Meghann Cooper

Guided Reading Lesson
Plant Power
Materials:
Book: Jerome, K. (2002) Life Science: Plant Power. Washington, D.C.: National
Geographic
Sticky notes, pencils, whiteboard/ELMO, marker, extra books
Standards & Goals:
CLL (Guided Reading):
 Summarize a text at intervals during reading of longer text
 Solve content-specific words, using graphics and definitions embedded
in the text
Common Core:
 RI.4.1
Refer to details and examples in a text when explaining what the text
says explicitly and when drawing inferences from the text.
 RI.4.2
Determine the main idea of a text and explain how it is
supported by key details; summarize the text.
 RI.4.IA.1
Employ the full range of research-based comprehension strategies,
including making connections, determining importance, questioning,
visualizing, making inferences, summarizing, and monitoring for
comprehension.
Introduction:
So continuing our unit of ecosystems and biomes, we’re going to
segway now into talking about plants. Plants are a huge part of what
makes an ecosystem different from another, so today we’re going to
read a book called, Plant Power, that will help us to gain a little more
knowledge about certain plants and how they grow. You all have the
book in front of you; so now I want you to just flip through it, don’t
read any sections yet! Also, look at the text features in the book that
will help us comprehend what the book is about. Remember those text
features can be pictures or graphs, or even word boxes with
definitions.
Briefly text-walk the entire book and allow students time to flip through
it. Also give them time to make connections or comments about the
book.
o What did you notice while flipping through the book? Did you
recognize anything?
o If you did recognize anything, where did you see them before?
o What did you notice about the way the text is organized?
Students will look at the bolded words and captions. (p. 8-10)

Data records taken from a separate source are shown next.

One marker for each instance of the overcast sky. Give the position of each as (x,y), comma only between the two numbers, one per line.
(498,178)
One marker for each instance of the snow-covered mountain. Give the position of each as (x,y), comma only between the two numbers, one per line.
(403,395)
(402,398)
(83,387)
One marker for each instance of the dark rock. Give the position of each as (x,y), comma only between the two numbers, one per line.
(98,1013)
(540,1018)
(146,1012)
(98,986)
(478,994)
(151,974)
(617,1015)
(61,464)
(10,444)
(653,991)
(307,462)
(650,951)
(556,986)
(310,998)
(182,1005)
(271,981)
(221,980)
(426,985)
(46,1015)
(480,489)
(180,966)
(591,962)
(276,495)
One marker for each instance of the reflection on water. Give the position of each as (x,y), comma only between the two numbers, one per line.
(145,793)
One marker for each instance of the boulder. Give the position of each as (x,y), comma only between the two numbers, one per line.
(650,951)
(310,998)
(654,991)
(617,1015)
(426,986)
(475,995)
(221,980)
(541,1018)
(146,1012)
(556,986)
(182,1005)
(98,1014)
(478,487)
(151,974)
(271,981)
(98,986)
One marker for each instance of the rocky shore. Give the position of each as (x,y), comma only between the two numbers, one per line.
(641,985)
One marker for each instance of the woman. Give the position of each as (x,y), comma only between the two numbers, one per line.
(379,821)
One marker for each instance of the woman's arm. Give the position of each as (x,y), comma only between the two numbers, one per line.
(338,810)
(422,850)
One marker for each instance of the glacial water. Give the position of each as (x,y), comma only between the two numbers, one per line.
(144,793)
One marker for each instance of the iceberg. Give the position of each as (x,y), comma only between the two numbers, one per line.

(Read words: taproot, fibrous root system, woody stems,
chlorophyll, and photosynthesis)
o Why does the author put those words in bold print? What does
that mean? How does it help you as the reader to see those
bolded words?
 Turn to your partner and discuss and then we’ll share out
as a class
Have students turn to p. 13-14
o Read aloud
 On a sticky note, I will write down vocabulary words
(spores, conifers, evergreens, flowering plants, sepals,
petals, pistil, pollen, stamen) and show the class that I’m
noticing the bolded words and writing them down because
they’re “probably important”.
 Think Aloud- I wrote down all the vocabulary words that
were in the text. These words will help to summarize the
part passage that we read together. By looking at these
words, I can see that the author is explaining the parts of
a flower, so that we as a reader can better understand
how flowers reproduce and grow. So to summarize the
section of the passage by saying, “Most plants grow
from tiny seeds, but not all plants have the same
kind of seeds. Some plants, like flowering plants,
need flowers to make seeds. Flowers have four
main parts that contribute to the production of
seeds.” Summarizing helps readers to focus on the main
ideas of a section using fewer words or sentences. Good
readers use this strategy while reading long text to
explain why and what was happening.
o

Reading Plan:
Students will read (independently) p. 15-19 (finishing the passage
“Ready, Set, Grow”)
“While you read, write down on the sticky notes the bolded vocabulary
words or unknown vocabulary words from the rest of the section. Also
include the definition of the word or a picture to define it if that will
help you to remember what the word means”
As they are reading independently, I will be checking in by looking at
the words they are writing down and checking for comprehension. I will
also answer any questions they might have about the text.
Discussion:
What was the rest of this section about? Can anyone give me a brief
description about what this section was about?
o Pollination
o Fertilization
o Fighting off predators
Processing Strategy (Summarizing text):

Turn to p. 15 (for summarizing)
o Read section: Pollen Pickup
o On a sticky note, write one sentence that will summarize the
section
o Turn to a partner and compare summarizing sentences
As a class
o On whiteboard/ELMO
 Write down all the 1-sentence summaries and with the
whole class, come up with a summary, of our own, of the
section using 2-3 sentences. Include the vocabulary words
from the text if they will help to summarize the passage.
Extension:
With a group of 3-4, pick a plant/flower and research what the it looks
like, kinds of seeds it has, how it pollinates, and how it protects itself
from predators. Once the research is complete, draw the plant or
flower on a poster-board, and list the research you found of that plant
or flower. Make sure to include vocabulary words learned from this
passage or other key vocabulary words that are associated with the
plant/flower.
Word Work:
We will take apart more difficult vocabulary words and discuss their
meaning
 Vocabulary words from the passage, as well as new vocabulary words
learned from the extension projects, will be hung on The Word Wall.
Words will be added to the wall that fit within the unit.